1. Field of the Invention
The present invention relates to spread spectrum communication systems using PN coding techniques and, more particularly, to a method and system for generating and detecting variable sequence PN codes.
2. Description of Related Art
Spread spectrum (SS) systems, which may be CDMA systems, are well known in the art. SS systems can employ a transmission technique in which a pseudo-noise (PN) PN-code sequence is used as a modulating waveform to spread the signal energy over a bandwidth much greater than the signal information bandwidth. At the receiver, the signal is de-spread or acquired using a synchronized replica of the PN-code sequence.
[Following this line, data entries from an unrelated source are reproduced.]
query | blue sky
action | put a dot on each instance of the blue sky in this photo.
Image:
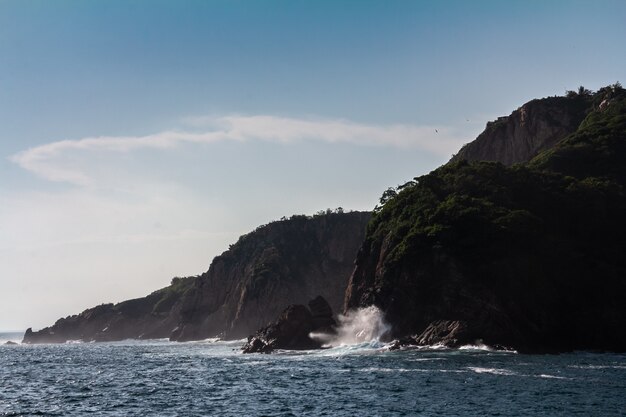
(139, 138)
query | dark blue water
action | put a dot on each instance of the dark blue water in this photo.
(160, 378)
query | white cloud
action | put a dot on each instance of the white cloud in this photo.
(49, 161)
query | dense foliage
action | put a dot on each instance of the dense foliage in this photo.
(539, 244)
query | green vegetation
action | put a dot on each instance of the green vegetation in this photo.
(539, 243)
(168, 296)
In general, there are two basic types of SS systems: direct sequence spread spectrum systems (DSSS) and frequency hop spread spectrum systems (FHSS).
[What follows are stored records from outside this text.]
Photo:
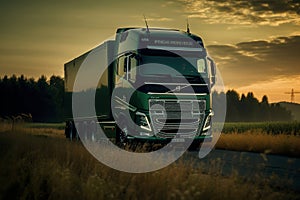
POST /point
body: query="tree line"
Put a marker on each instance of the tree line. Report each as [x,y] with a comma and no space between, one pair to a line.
[43,99]
[247,108]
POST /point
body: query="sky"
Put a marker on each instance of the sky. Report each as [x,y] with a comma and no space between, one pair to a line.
[255,44]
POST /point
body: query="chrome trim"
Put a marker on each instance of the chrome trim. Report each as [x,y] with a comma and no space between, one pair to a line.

The DSSS systems spread the signal over a bandwidth fRF±Rc, where fRF represents the carrier frequency and Rc represents the PN-code chip rate, which in turn may be an integer multiple of the symbol rate Rs. Multiple access systems employ DSSS techniques when transmitting multiple channels over the same frequency bandwidth to multiple receivers, each receiver sharing a common PN code sequence or having its own designated PN-code. Although each receiver receives the entire frequency bandwidth, only the signal with the receiver's matching PN-code sequence will appear intelligible; the rest appears as noise that is easily filtered.
FHSS systems employ a PN-code sequence generated at the modulator that is used in conjunction with an m-ary frequency shift keying (FSK) modulation to shift the carrier frequency fRF at a hopping rate Rh. A FHSS system divides the available bandwidth into N channels and hops between these channels according to the PN-code sequence. At each frequency hop time, a PN generator feeds a frequency synthesizer a sequence of n chips that dictates one of 2n frequency positions. The receiver follows the same frequency hop pattern.
Most often the PN-code sequences are very long codes, which deny an intercepting receiver the ability to determine the sequence and exploit it.
Systems employing a hailing signal burst often call for a receiver to acquire and receive data within a short time frame, e.g., two milliseconds. To detect a preamble quickly upon arrival at a receiver, a large parallel correlator may be used to search for the full PN sequence. To satisfy low latency requirements on the hailing channel, using the same PN sequence at the beginning of each hail makes detection and acquisition of the hail easier, since the parallel correlator can always be searching for a fixed sequence. However, a short, repeated PN code is vulnerable to an intercept receiver.
Other options for PN-code sequences include free running PN codes in which the PN code continually runs (i.e., a long PN code) whether a burst hail is present or not. Searching for a free running PN-code is difficult because the range or uncertainty of communication range uncertainty increases the search window thus increasing the noise level in the detection receiver. Furthermore, free running codes require a prohibitive increase in hardware necessary for searching each possible phase of the preamble sequence.
It is therefore an object of the present invention to provide a method and system for generating PN-code sequence changes periodically at a rate fast enough to avoid exploitation by an interceptor of a burst hailing channel, while maintaining a suitable correlation search window.
It is a further object of the present invention to provide a method and system for generating PN-code sequence changes at a slower rate than the chipping rate.
It is still a further object of the present invention to provide a method and system that allows for fast acquisition time of a burst signal without a prohibitive growth in hardware.